The Plaintiff asked for compensation recreating the work of architecture in the Hall of Nations and Nehru Pavilion. The Plaintiff referred to the definition of 'artistic work' in section (c) of the Copyright Act, 1957 and contended that, ‘artistic work’, the author is the artist and as the architect he is an artist.The plaintiff sought to exercise his right under section 57(1) of the Copyright Act, 1957. It was stated by the Court that, section 57 is applicable only where the buildings have been declared to be heritage buildings. It was further stated that if the claim of the Plaintiff is agreed to then, it would lead to an impediment to modernization.

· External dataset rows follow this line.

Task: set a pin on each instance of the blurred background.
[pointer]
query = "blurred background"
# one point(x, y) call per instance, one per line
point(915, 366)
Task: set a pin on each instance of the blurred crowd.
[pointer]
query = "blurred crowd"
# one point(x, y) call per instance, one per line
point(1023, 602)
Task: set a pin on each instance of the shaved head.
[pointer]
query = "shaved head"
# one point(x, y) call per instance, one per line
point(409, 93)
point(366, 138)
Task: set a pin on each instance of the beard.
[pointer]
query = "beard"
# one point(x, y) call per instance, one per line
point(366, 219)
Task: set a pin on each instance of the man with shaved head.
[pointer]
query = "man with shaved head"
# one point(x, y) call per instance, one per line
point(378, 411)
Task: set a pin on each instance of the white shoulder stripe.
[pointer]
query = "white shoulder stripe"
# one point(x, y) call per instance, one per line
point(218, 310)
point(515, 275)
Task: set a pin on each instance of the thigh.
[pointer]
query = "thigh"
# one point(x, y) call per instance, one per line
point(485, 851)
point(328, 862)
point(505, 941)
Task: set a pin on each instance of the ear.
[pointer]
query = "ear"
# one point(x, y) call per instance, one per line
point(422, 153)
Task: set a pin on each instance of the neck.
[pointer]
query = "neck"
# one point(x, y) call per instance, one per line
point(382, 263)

Further, according to Sec.52(1)(x), the reconstruction of a building or structure in accordance with the architectural drawings or plans by reference to which the building or structure was originally constructed is not regarded as an infringing activity. The Plaintiff stated that it would affect his reputation, however the case was dismissed by the Court.
The Court observed that,the functionality of the building has to necessarily outweigh the interest of the architect on the preservation of integrity. Thus, the owner of the building has full power to dispose it and to destroy it. However, the Court acknowledged the pain of the Plaintiff and stated that Central Government and ITPO has a duty to inform Rewal in advance about the demolition of the buildings.